Transplanting that pattern onto todays War on Terror, Luai Sakra becomes our modern-day equivalent of Vincenzo Vinciguerra. Both were terrorist double agents, both made confessions and allegations of widespread state involvement in terrorism. Though the recent Operation Sledgehammer trial suggests premeditated state involvement in the Istanbul bombings in 2003, it is also likely that they were blowback, the unintentional result of running Sakra as a spy. Yet this does not mean that other attacks in Paris, Madrid, Bali, New York, Casablanca, Lahore or Mumbai were blowback. Some may be deliberately orchestrated by the state while others are not.

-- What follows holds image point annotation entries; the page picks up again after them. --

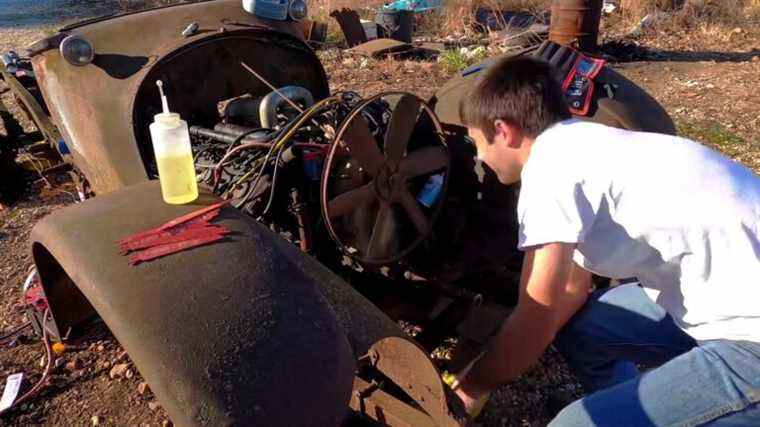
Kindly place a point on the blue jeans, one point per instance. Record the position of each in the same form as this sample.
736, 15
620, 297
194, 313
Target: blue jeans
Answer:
715, 384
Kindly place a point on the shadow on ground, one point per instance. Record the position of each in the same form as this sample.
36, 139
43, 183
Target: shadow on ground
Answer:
627, 51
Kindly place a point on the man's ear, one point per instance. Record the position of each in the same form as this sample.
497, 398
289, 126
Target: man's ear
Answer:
507, 132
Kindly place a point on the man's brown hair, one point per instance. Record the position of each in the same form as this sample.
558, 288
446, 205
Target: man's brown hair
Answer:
520, 91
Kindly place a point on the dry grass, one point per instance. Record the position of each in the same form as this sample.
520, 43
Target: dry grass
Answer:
458, 16
694, 12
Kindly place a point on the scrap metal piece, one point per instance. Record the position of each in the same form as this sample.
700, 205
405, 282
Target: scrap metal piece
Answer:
190, 30
379, 47
172, 248
388, 411
351, 26
408, 365
37, 113
188, 233
202, 215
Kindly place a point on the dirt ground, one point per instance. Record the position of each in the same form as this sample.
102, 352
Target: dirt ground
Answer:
707, 84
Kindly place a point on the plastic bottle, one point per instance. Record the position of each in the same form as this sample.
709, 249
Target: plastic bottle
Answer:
174, 157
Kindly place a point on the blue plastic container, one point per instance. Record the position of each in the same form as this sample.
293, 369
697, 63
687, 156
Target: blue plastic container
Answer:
268, 9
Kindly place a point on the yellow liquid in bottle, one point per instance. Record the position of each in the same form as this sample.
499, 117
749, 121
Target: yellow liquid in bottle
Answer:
177, 176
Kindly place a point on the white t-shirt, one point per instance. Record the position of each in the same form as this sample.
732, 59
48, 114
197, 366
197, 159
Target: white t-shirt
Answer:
680, 217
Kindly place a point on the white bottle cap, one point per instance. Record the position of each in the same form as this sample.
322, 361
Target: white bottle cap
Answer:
166, 118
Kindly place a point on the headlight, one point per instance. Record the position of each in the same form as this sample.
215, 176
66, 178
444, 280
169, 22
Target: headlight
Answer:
298, 10
77, 50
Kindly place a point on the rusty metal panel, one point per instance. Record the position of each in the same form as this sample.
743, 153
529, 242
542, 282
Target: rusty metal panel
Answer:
576, 21
388, 411
37, 113
93, 106
379, 47
351, 26
409, 366
233, 333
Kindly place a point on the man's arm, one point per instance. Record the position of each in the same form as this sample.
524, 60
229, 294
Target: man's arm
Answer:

Even the CIA sometimes gets burned when it plays with fire.
The first interpretation of Al Qaeda has largely been left behind by those defining the excuses for continuous wars of imperial aggression. The official announcement of the death of Osama Bin Laden was the death knell of that particular view of the struggle. Instead we are now supposedly fighting against an amorphous enemy phenomena comprising target governments, ideology and militant groups. The decentralisation of Al Qaeda described by Rohan Gunaratna has conveniently provided the NATO powers with a broader enemy, and hence a broader excuse for conflict, destruction and murder.
While the precise role of the state in 9/11, 7/7 and other atrocities is not yet certain, we can be sure of the fully premeditated role they have played in the murder of hundreds of thousands of civilians in their bloodthirsty conquests. Many more lives have been shed in Iraq, Afghanistan, Libya and elsewhere than have died in possible state-sponsored terrorist attacks in NATO countries. So it is not just the states role in terrorist atrocities that needs to be interrogated, but also their role in using those atrocities to propagate and excuse violence on a much larger scale in foreign countries.
What is also certain is that the first two interpretations of Al Qaeda offer only fear, hatred and increased violence. They should be abandoned, not just for their inaccuracy but also for their pessimistic and paranoid implications. The latter two views, by contrast, offer a way to destroy the credibility of some of the powerful governments in the world. Though the latter views offer few, if any, positive solutions to these problems, they are a powerful means of undermining the authority of these institutions, hopefully to the point where they cannot do these things any more. As such, amongst the darkness of those views of Al Qaeda, and hence of the struggles in the world, there is some light.